How Y-Family DNA polymerase IV is more accurate than Dpo4 at dCTP insertion opposite an N2-dG adduct of benzo[a]pyrene.

To bypass DNA damage, cells have Y-Family DNA polymerases (DNAPs). One Y-Family-class includes DNAP κ and DNAP IV, which accurately insert dCTP opposite N(2)-dG adducts, including from the carcinogen benzo[a]pyrene (BP). Another class includes DNAP η and DNAP V, which insert accurately opposite UV-damage, but inaccurately opposite BP-N(2)-dG. To investigate structural differences between Y-Family-classes, regions are swapped between DNAP IV (a κ/IV-class-member) and Dpo4 (a η/V-class-member); the kinetic consequences are evaluated via primer-extension studies with a BP-N(2)-dG-containing template. Four key structural elements are revealed. (1) Y-Family DNAPs have discreet non-covalent contacts between their little finger-domain (LF-Domain) and their catalytic core-domain (CC-Domain), which we call "non-covalent bridges" (NCBs). Arg37 and Arg38 in DNAP IV's CC-Domain near the active site form a non-covalent bridge (AS-NCB) by interacting with Glu251 and Asp252, respectively, in DNAP IV's LF-Domain. Without these interactions dATP/dGTP/dTTP misinsertions increase. DNAP IV's AS-NCB suppresses misinsertions better than Dpo4's equivalent AS-NCB. (2) DNAP IV also suppresses dATP/dGTP/dTTP misinsertions via a second non-covalent bridge, which is ∼8Å from the active site (Distal-NCB).
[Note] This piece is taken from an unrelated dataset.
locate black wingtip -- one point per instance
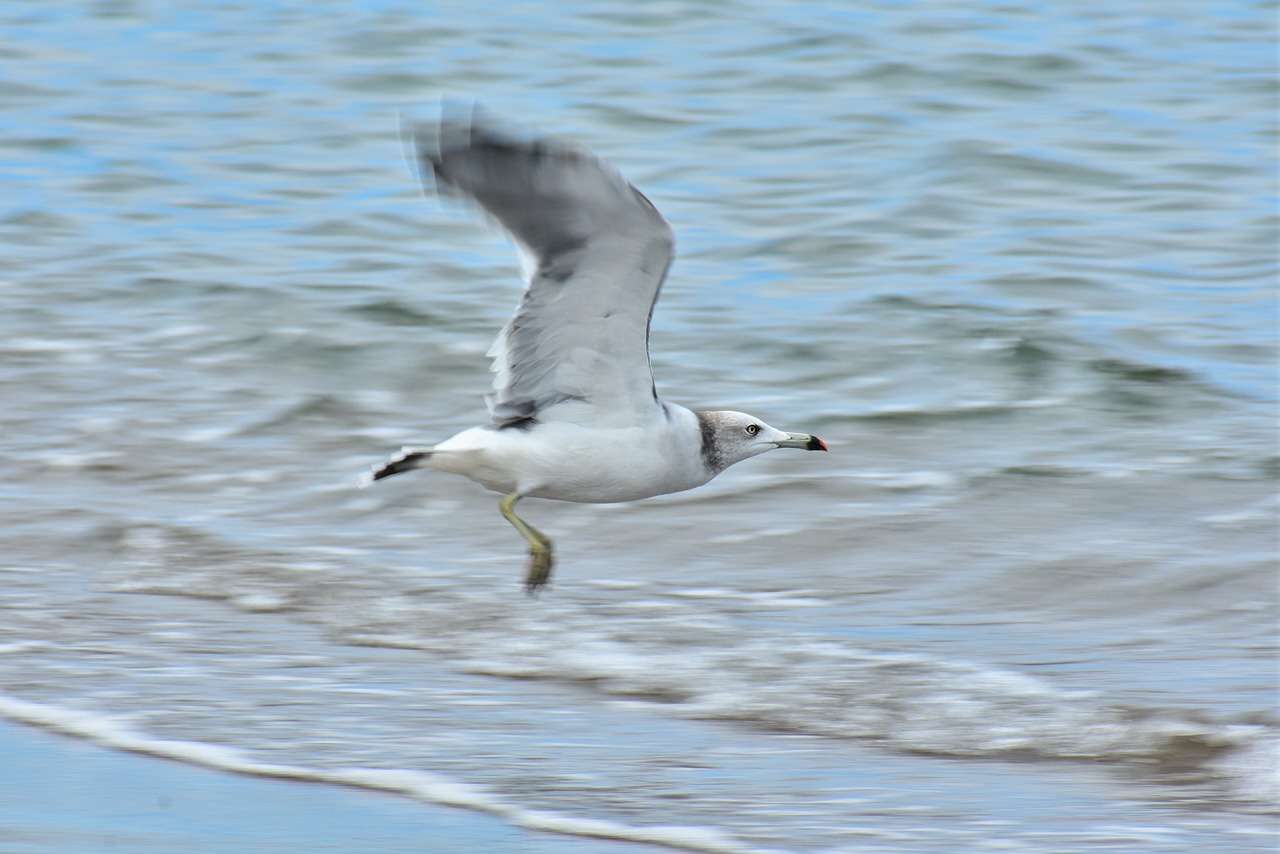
(403, 462)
Dpo4 has no Distal-NCB, rendering it inferior at dATP/dGTP/dTTP suppression. (3) dCTP insertion is facilitated by the larger minor groove opening near the active site in DNAP IV versus Dpo4, which is sensible given that Watson/Crick-like [dCTP:BP-N(2)-dG] pairing requires the BP-moiety to be in the minor groove. (4) Compared to Dpo4, DNAP IV has a smaller major groove opening, which suppresses dGTP misinsertion, implying BP-N(2)-dG bulk in the major groove during Hoogsteen syn-adduct-dG:dGTP pairing. In summary, DNAP IV has a large minor groove opening to enhance dCTP insertion, a plugged major groove opening to suppress dGTP misinsertion, and two non-covalent bridges (near and distal to the active site) to suppress dATP/dGTP/dTTP misinsertions; collectively these four structural features enhance DNAP IV's dNTP insertion fidelity opposite a BP-N(2)-dG adduct compared to Dpo4.